Y a-t-il encore des trésors cachés ?
Il y a peu encore, il était difficile de voir autre chose que son championnat national. Désormais, une simple connexion Internet donne accès à des heures d’images. Pour quels effets?
Suivre un improbable Saint-Marin-Moldavie tranquillement installé dans son canapé, c’est possible. [1] Un peu de débrouillardise pour trouver le bon lien, de chance pour que celui-ci ne lâche pas en cours de route, et c’est parti pour près de deux heures d’un dépaysant plaisir. Depuis quelques années, et l’avènement des sites de streaming, presque tous les événements sportifs susceptibles d’intéresser une niche de population sont accessibles depuis chez soi en quelques clics. Ce phénomène récent accompagne une tendance plus lourde: en France, tous les championnats majeurs sont actuellement visibles, sur Internet donc, mais aussi à la télévision.
Vis ma vie de scout
Que ce soit les diffuseurs historiques ou les petits nouveaux, toutes les chaînes misent sur les retransmissions en direct pour fidéliser leurs téléspectateurs. Outre la Liga, la Serie A, la Bundesliga ou la Premier League, le fan de football peut voir chaque week-end des matches de Championship (beINsport), mais aussi des championnats portugais, hollandais, russes, ukrainiens et argentins (Ma Chaîne Sport) et des rediffusions de la Serie A brésilienne et Major League Soccer (Sport+). Les oubliés? L’Écosse, présente sur MCS l’an dernier mais moins attractive sans les Rangers, et la Turquie, qui pourrait bénéficier de l’arrivée conjointe de Sneijder et Drogba pour justifier l’acquisition des droits par une chaîne française l’an prochain.
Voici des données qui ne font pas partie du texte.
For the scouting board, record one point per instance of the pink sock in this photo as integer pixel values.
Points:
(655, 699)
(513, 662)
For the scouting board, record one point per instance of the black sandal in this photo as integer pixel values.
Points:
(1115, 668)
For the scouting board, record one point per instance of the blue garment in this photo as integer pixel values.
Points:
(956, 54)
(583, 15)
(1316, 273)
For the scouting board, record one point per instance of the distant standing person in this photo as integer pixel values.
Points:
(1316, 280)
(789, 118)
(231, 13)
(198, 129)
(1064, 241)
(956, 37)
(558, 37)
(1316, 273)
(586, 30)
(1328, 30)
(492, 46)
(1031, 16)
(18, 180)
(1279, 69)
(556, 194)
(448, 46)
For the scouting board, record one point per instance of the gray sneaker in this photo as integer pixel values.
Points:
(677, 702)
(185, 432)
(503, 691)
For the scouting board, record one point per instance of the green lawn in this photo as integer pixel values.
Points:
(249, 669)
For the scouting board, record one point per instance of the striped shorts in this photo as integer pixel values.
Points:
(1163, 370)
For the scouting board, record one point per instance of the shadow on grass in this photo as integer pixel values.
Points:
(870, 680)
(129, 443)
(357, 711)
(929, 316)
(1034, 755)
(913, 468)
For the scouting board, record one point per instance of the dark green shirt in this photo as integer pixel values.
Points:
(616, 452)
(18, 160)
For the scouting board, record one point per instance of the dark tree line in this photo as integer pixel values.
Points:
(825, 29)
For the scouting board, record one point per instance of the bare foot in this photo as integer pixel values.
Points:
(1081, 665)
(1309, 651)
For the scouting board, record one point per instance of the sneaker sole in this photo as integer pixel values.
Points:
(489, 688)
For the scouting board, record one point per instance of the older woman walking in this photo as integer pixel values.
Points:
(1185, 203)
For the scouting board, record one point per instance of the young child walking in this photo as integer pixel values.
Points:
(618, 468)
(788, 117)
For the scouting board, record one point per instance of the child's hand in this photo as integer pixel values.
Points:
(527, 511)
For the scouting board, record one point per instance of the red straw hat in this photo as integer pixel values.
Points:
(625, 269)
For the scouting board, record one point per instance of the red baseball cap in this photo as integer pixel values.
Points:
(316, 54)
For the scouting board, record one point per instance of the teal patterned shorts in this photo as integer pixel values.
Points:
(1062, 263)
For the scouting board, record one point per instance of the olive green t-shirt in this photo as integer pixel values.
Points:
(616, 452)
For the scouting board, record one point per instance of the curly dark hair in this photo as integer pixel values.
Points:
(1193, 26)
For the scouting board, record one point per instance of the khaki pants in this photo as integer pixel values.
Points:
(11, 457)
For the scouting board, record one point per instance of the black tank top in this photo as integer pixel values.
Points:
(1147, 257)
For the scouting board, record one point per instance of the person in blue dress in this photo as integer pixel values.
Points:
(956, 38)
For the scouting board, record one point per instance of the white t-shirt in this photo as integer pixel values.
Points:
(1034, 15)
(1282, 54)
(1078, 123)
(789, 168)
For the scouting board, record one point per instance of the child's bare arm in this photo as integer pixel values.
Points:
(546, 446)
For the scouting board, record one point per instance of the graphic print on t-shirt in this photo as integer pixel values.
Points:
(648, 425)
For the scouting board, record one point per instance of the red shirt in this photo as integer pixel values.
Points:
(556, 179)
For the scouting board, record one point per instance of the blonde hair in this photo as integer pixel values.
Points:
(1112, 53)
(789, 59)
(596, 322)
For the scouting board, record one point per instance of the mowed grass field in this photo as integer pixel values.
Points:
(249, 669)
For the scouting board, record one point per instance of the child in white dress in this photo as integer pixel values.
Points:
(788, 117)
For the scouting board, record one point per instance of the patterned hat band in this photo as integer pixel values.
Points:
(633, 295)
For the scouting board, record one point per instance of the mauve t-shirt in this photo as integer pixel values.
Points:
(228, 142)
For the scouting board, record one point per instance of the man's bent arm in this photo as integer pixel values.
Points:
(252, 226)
Cette multiplication des images, combinée à la puissance du jeu vidéo Football Manager, crée un phénomène particulier: le suiveur ultra connaisseur. Il y a trente-cinq ans, une équipe nationale pouvait en affronter une autre sans vraiment connaître tous ses joueurs et leurs particularités. C’est ainsi qu’en finale de l’Euro 1976, Antonin Panenka surprit Sepp Maier d’un penalty qu’il avait déjà tenté, et réussi, en championnat [2]. Dur à imaginer aujourd’hui, à l’heure où le moindre geste technique hors de l’ordinaire est instantanément célèbre, même sans images pour en témoigner, grâce à la puissance des réseaux sociaux [3].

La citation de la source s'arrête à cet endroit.